Predicting a stock price is a problem that is notoriously difficult to solve.¶

There are many factors that make this difficult, but some include: time, market sentiment, future cashflows or growth in earning. Im sure there are various metrics that can all get you closer to finding out a value to give a fair price.

But if it were easy to figure out we would all be rich, and we cant all be rich right........? or can we?
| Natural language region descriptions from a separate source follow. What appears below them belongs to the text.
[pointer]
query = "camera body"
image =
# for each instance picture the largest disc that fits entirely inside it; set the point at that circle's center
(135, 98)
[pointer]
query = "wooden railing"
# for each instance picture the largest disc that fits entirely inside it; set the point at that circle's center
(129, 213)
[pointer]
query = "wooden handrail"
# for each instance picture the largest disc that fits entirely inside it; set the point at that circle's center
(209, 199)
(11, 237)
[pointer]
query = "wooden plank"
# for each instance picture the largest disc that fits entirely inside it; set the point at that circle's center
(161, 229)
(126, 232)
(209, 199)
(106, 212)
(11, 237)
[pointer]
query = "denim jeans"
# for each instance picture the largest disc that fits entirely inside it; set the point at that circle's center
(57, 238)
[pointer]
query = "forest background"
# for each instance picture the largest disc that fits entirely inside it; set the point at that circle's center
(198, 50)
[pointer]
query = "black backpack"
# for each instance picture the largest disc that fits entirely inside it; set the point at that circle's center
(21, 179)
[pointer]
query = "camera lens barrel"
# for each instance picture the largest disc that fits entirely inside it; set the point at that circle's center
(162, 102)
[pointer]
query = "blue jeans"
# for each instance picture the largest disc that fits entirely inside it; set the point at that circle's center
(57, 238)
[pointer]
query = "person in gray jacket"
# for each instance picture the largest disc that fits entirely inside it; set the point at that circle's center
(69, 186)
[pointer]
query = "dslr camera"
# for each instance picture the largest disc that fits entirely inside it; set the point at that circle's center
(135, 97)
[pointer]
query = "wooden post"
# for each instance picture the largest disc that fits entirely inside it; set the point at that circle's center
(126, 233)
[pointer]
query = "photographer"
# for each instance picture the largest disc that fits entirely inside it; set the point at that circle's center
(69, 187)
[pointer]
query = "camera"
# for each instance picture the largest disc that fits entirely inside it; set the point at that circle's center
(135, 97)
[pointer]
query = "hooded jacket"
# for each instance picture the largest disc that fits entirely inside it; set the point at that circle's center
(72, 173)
The scope of the project is, Can we use Tweets to determain wether the price of a stock will go up or down tomorrow?¶

In doing reasearch I found that there is a way to accurately determain sentiment from tweets. This will be helpful as you can add up all of the sentiment scores for a day and see if the price goes up or down that day maybe! https://towardsdatascience.com/can-we-beat-the-stock-market-using-twitter-ef8465fd12e2

The data set below contains tweets that mention the following stocks from 2015 - 2020: apple , Google Inc , Google Inc , Amazon.com , Tesla Inc and Microsoft

In [ ]:
 
In [24]:
import pandas as pd

df_main = pd.read_csv("/Users/Emre/Desktop/DS2501/Tweet.csv")
In [25]:
df_company = pd.read_csv("/Users/Emre/Desktop/DS2501/Company_Tweet.csv")

Lots of Data¶

over 3 million tweets¶

Description: Tweet_id (int): unique idenitfier for a tweet to match ticker with tweet|ticker_symbol(str): ticker symbol of company

In [29]:
df_company.head()
Out[29]:
tweet_id ticker_symbol
0 550803612197457920 AAPL
1 550803610825928706 AAPL
2 550803225113157632 AAPL
3 550802957370159104 AAPL
4 550802855129382912 AAPL
In [28]:
df_company.shape
Out[28]:
(4336445, 2)

Description: Tweet_id (int): unique idenitfier for a tweet to match ticker with tweet | writter : "tweeter" | post_date (int): in epoch | body : text of tweet | comment_num: number of comments | retweet_num : number of retweets | like_num : number of likes

In [15]:
df_main.head()
Out[15]:
tweet_id writer post_date body comment_num retweet_num like_num
0 550441509175443456 VisualStockRSRC 1420070457 lx21 made $10,008 on $AAPL -Check it out! htt... 0 0 1
1 550441672312512512 KeralaGuy77 1420070496 Insanity of today weirdo massive selling. $aap... 0 0 0
2 550441732014223360 DozenStocks 1420070510 S&P100 #Stocks Performance $HD $LOW $SBUX $TGT... 0 0 0
3 550442977802207232 ShowDreamCar 1420070807 $GM $TSLA: Volkswagen Pushes 2014 Record Recal... 0 0 1
4 550443807834402816 i_Know_First 1420071005 Swing Trading: Up To 8.91% Return In 14 Days h... 0 0 1
In [30]:
df_main.shape
Out[30]:
(3717964, 7)

Write one or two sentences about how the data will be used to solve the problem. First there will have to be some data set manipulation. we will need to get the price for all of the tweets.

Additionally, VADER (Valence Aware Dictionary and Sentiment Reasoner) will be useful in determaining the sentiment of every tweet, but we must assaign a score to all 3 million data points

Next, I was thinking of using a logistic regression to determain wether or not we should buy today.